The meaning of a contract can often pose difficult questions of interpretation. The Supreme Court decision in Arnold v Britton in 2015 re-set the legal test for interpreting contracts, with the overarching theme that the wording used should be given its natural and ordinary meaning, even where this may defy commercial common sense.
We’re now seeing how the courts approach interpretation in a post-Arnold v Britton world. The recent decision of the High Court in Elmfield Road Limited v Trillium (Prime) Property GP Limited  involved its application to interpretation of a rent review clause.

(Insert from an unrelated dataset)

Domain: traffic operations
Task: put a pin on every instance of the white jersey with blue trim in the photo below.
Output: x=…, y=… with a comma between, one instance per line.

The tenant claimed there was an obvious mistake in the lease
Nabarro acted for the successful landlord in the Elmfield Road case, where the court was asked to interpret provisions for an index-linked rent review in accordance with the formula set out in the lease. The tenant, Trillium, accepted that a literal construction of the formula produced the rental figure the landlord claimed. However, it argued that there was an obvious mistake in the formula which should, as a matter of construction, be corrected.
Interpretation of rent review clauses has been traditionally based on the (rebuttable) presumption that the commercial purpose of the review is to enable a landlord to obtain a market rent to reflect increases in the value of money and real increases in the value of property over a long term. The judge found the presumption applied equally to reviews by indexation as to open market reviews based on a hypothetical lease. While recognising the force of the argument that since Arnold v Britton the courts may place greater emphasis on the natural meaning of the words, but without expressing a concluded view, the Judge assumed that the presumption had not been weakened by Arnold v Britton.

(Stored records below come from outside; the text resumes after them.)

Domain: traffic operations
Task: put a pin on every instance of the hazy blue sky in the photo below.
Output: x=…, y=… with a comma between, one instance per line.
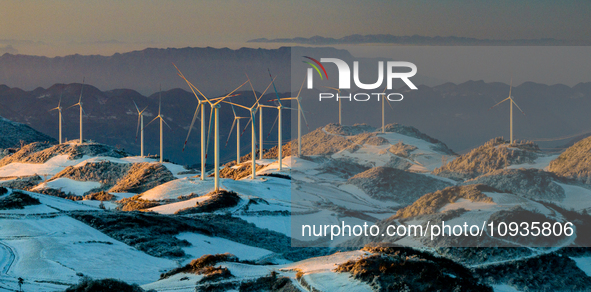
x=61, y=27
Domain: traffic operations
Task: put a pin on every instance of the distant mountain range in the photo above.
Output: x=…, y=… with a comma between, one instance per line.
x=457, y=114
x=213, y=70
x=111, y=118
x=417, y=40
x=12, y=134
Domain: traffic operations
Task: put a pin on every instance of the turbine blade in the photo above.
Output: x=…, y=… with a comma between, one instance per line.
x=138, y=110
x=229, y=94
x=150, y=122
x=257, y=102
x=388, y=102
x=163, y=120
x=500, y=102
x=301, y=89
x=193, y=87
x=233, y=111
x=238, y=105
x=230, y=133
x=336, y=89
x=195, y=117
x=517, y=106
x=246, y=127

On the facts of this case the Judge held that the presumption was rebutted and, applying the test in Arnold v Britton, found that the natural and ordinary meaning of the formula was as set out in the lease.

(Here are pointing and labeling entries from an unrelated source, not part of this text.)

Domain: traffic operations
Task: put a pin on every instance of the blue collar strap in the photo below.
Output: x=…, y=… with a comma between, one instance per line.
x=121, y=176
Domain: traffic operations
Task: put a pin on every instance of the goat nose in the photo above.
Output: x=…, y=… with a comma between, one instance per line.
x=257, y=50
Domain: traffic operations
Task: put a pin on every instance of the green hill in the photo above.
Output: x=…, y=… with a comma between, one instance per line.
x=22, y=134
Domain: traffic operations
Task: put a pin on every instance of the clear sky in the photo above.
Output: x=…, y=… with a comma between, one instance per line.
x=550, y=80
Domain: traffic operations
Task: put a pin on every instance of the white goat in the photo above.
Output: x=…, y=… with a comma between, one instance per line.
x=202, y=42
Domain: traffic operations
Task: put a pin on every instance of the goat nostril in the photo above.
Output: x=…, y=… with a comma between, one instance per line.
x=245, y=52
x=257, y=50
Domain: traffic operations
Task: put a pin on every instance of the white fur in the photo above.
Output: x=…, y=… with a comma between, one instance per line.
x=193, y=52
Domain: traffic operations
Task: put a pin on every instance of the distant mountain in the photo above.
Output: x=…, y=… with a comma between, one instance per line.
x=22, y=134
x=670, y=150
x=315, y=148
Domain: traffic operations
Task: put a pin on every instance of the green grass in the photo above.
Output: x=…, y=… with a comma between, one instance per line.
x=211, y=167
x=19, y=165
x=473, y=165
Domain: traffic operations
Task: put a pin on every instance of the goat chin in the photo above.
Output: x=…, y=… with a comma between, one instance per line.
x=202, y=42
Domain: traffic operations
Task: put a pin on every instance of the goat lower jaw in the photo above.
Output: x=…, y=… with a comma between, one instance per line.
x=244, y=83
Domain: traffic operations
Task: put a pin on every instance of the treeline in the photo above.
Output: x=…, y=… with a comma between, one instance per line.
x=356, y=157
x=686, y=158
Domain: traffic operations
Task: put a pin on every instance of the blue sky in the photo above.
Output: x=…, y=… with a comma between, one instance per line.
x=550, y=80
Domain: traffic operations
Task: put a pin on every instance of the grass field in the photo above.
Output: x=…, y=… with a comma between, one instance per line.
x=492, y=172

Since Arnold v Britton, the scope for challenging interpretation of a contract where clear language has been used is significantly more difficult. Rent review cases throw up their fair share of interpretation issues. Whilst the presumption of the commercial purpose of a rent review clause remains relevant, clear language which is at odds with the presumption seems likely to prevail.
Trillium entered into a reversionary lease of large office premises in Bromley in 2005. This formed part of a series of transactions, all of which completed on the same date between Trillium, the previous landlord and also between the previous landlord and the then tenant of the premises, a Government department.
The transactions delivered gains (as well as losses) to each party, including a substantially reduced rent payable by the former tenant under the previous lease. This all formed part of the facts and circumstances known to the parties at the time the reversionary lease was entered into, and was relevant to the question of interpretation.
The term of the reversionary lease commenced in March 2010 and contained provisions for a day-one determination of the initial rent to the higher of three alternatives:
a) indexation in accordance with the formula in paragraph 3, schedule 1 of the lease (the Formula);
b) an open market rent determined in accordance with the third schedule of the lease; and
c) the sum of £1.2m.
The Formula provided for review of the initial rent (i.e. the 2010 rent) by reference to the increase in the index since 2005. It referred only to the reviews due in 2015 and 2020.
Trillium argued that:
the Formula was intended to do “double-duty” – i.e. to determine the initial rent in 2005 under option a) hence, it argued, a 2005 index figure was used in the Formula, as well as to calculate the rent due on subsequent reviews;
the Formula contained an obvious mistake as it did not work for calculation of the initial rent, and at rent review was indexing a 2010 rent by reference to a 2005 index figure resulting in double-counting. This was at odds with the presumption of the commercial purpose of a rent review clause;
the Formula should be construed as substituting the initial rent determined under the reversionary lease in 2010 for the 2005 rent payable before expiry of the previous lease in order to correct the mistake.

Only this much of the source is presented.